Paul's response to this idea is "God forbid". The grace of God does not give the believer a license to habitually sin. In fact, according to verse 2, the believer is now "dead to sin". I Peter 2:24 says,
"Who his own self bare our sins in his own body on the tree, that we, being dead to sins, should live unto righteousness."
Before we received Christ, we had no choice but to sin, We were ruled by our sin nature. However, when we received salvation we became new creatures in Christ (II Cor. 5:17). Therefore, because Christ lives in us, we no longer have to sin. We can choose to do so (which would obviously be a wrong choice), but we are no longer under any obligation to do so.

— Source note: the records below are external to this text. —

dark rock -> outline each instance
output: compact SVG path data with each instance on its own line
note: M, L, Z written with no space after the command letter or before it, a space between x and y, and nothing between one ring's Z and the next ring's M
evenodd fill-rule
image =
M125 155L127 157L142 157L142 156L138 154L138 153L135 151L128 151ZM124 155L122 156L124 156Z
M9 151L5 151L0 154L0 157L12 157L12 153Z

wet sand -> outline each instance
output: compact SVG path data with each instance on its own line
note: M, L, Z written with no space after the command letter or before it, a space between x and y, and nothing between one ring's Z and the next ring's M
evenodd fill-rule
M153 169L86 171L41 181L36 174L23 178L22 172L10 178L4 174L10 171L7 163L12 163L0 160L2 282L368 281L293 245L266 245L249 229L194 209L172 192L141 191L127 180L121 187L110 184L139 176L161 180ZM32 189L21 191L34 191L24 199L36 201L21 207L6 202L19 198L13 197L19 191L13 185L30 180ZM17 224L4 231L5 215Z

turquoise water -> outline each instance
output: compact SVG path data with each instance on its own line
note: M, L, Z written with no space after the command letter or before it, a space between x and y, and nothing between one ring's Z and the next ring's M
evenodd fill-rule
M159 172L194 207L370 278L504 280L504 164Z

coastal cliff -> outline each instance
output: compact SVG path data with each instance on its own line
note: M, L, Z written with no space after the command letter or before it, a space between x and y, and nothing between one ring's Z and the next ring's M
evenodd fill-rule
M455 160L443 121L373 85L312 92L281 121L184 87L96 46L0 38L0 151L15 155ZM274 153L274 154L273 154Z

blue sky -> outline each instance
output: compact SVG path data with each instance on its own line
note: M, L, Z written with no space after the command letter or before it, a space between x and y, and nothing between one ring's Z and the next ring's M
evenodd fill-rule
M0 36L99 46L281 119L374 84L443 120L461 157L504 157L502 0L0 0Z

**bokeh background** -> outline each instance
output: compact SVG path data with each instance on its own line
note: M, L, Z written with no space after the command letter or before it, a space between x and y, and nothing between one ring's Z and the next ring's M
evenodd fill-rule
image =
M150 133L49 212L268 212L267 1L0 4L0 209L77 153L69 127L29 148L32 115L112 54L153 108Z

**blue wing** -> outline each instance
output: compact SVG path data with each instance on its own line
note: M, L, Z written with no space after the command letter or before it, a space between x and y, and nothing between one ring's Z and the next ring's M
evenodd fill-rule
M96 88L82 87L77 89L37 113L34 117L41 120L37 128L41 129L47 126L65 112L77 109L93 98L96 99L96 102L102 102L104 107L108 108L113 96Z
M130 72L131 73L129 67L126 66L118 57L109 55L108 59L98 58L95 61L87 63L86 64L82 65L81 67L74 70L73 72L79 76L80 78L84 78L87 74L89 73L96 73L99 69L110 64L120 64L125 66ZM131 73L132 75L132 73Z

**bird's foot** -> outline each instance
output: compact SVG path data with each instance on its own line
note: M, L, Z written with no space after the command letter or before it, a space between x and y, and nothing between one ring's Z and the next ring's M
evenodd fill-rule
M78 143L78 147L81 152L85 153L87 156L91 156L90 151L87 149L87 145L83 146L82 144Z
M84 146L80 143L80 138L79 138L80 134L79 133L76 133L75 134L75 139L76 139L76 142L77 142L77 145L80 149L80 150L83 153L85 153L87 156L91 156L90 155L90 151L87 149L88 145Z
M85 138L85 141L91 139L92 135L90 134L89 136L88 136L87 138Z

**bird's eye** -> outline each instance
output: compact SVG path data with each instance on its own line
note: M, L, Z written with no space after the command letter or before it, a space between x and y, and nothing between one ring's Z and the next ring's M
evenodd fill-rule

We have become "dead to sin". John put it this way:
"Whosoever is born of God doth not commit sin; for his seed remaineth in him: and he cannot sin, because he is born of God." (I John 3:9).
At the moment I received Christ I became dead to sin, and therefore it no longer has control over me, and my lifestyle should now be one of righteousness.
It should be noted here that Paul is not saying that a man who gets saved will automatically live in sinless perfection. What the Christian has is freedom from sin's domination. He may sin, but sinning is out of character. It is not his normal lifestyle, because while in the past he was "dead in sins" (Eph 2:1), now he is "dead to sin". Albert Barnes described being dead to sin this way:
"To be dead to a thing is a strong expression denoting that it has no influence over us. A man that is dead is uninfluenced and unaffected by the affairs of this life. He is insensible to sounds, and tastes, and pleasures; to the hum of business, to the voice of friendship, and to all the scenes of commerce, gaiety, and ambition. When it is said, therefore, that a Christian is dead to sin, the sense is, that it has lost its influence over him; he is not subject to it; he is in regard to that, as the man in the grave is to the busy scenes and cares of this life."
If you are saved then you ARE dead to sin. Does the way you live your life show that?